2.2. Removal of Protein Template
Once the polymerization process is complete, the next step of template removal is needed to free the imprinted sites and enable the rebinding of target molecules. Large templates and the highly cross-linked polymer matrix of MIP have a joint negative effect on releasing a template molecule [3,85]. Unsuccessful template removal leads to so-called “template leakage” or “template bleeding”, which can contribute to false-positive signals in molecular target detection [86]. The crucial role of template removal is unique within affinity sensing and complicates the general applicability of MIPs [2,87]. In the absence of a universal method (each target molecule requires some specific conditions), various chemical and physical treatments (or combinations thereof) have been proposed to remove the protein template from the polymeric network, including changing the pH or ionic strength, elevated temperature, detergents, electrode potential, or ultrasound [2,88,89,90]. Proteolytic digestion is particularly favorable for template removal under mild conditions.

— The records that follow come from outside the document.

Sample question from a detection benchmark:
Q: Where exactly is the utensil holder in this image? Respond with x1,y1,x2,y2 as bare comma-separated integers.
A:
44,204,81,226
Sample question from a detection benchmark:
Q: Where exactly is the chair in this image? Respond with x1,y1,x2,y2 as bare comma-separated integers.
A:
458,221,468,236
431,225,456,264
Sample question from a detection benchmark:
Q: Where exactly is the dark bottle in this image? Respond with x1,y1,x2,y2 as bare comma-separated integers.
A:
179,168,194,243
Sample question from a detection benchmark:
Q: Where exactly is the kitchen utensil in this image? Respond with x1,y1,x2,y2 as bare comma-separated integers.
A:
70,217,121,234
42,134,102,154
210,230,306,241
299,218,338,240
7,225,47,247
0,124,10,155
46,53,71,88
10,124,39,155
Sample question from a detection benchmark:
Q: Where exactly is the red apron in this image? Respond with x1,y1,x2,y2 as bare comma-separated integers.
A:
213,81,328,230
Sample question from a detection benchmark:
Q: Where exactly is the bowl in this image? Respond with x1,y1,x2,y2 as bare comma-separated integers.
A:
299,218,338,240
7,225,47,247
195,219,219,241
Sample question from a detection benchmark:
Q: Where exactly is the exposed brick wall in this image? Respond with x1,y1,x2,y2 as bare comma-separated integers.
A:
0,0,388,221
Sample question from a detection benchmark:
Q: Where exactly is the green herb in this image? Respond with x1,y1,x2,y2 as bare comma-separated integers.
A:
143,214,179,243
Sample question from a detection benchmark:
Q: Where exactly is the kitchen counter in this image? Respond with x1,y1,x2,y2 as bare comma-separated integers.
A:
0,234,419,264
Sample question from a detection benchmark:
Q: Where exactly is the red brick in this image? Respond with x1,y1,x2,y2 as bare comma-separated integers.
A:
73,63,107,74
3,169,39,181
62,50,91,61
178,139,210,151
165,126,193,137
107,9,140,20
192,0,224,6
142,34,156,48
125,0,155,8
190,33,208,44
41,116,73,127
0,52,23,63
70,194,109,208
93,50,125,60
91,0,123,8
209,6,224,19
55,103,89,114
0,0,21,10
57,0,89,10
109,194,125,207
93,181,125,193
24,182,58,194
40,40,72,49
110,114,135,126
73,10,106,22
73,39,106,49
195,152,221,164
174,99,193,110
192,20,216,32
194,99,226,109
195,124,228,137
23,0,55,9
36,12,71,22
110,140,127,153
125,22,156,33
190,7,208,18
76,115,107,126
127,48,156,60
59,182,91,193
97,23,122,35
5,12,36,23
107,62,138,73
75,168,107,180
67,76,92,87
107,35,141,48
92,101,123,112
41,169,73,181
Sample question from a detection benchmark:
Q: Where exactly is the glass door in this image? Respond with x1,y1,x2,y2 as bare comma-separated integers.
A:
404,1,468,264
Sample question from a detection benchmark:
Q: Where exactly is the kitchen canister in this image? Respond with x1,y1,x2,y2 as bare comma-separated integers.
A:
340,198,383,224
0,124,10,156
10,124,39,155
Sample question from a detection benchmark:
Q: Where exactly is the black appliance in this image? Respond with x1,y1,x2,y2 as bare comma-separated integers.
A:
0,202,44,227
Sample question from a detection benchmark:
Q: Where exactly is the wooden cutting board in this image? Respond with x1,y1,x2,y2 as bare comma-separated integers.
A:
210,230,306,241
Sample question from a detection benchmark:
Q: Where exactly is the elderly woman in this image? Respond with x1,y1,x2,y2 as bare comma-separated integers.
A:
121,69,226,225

However, it must be considered that protein fragments may be tightly bound to the MIP [91]. Therefore, compromises must be made between the efficiency of template removal and the integrity of the polymer [2].
2.3. Heterogeneity of Imprinted Sites
Conventional bulk imprinting, especially concerning protein imprinting, faces numerous challenges, including the high proportion of non-specific binding in the MIP. This heterogeneity of binding sites in bulk MIP is related to the random orientation of the template–monomer complex in a polymeric network, variations in the way the template is complexed, and even the presence of template–template interactions [3,92,93], as was observed in the dimerization of anaesthetic bupivacaine due to the formation of hydrogen bonds [93]. The relatively large surface area of MIPs compared with the number of high-affinity sites can lead to direct non-specific binding between the template and interfering molecules, which often hinders the suitability of MIPs in sensing applications [3].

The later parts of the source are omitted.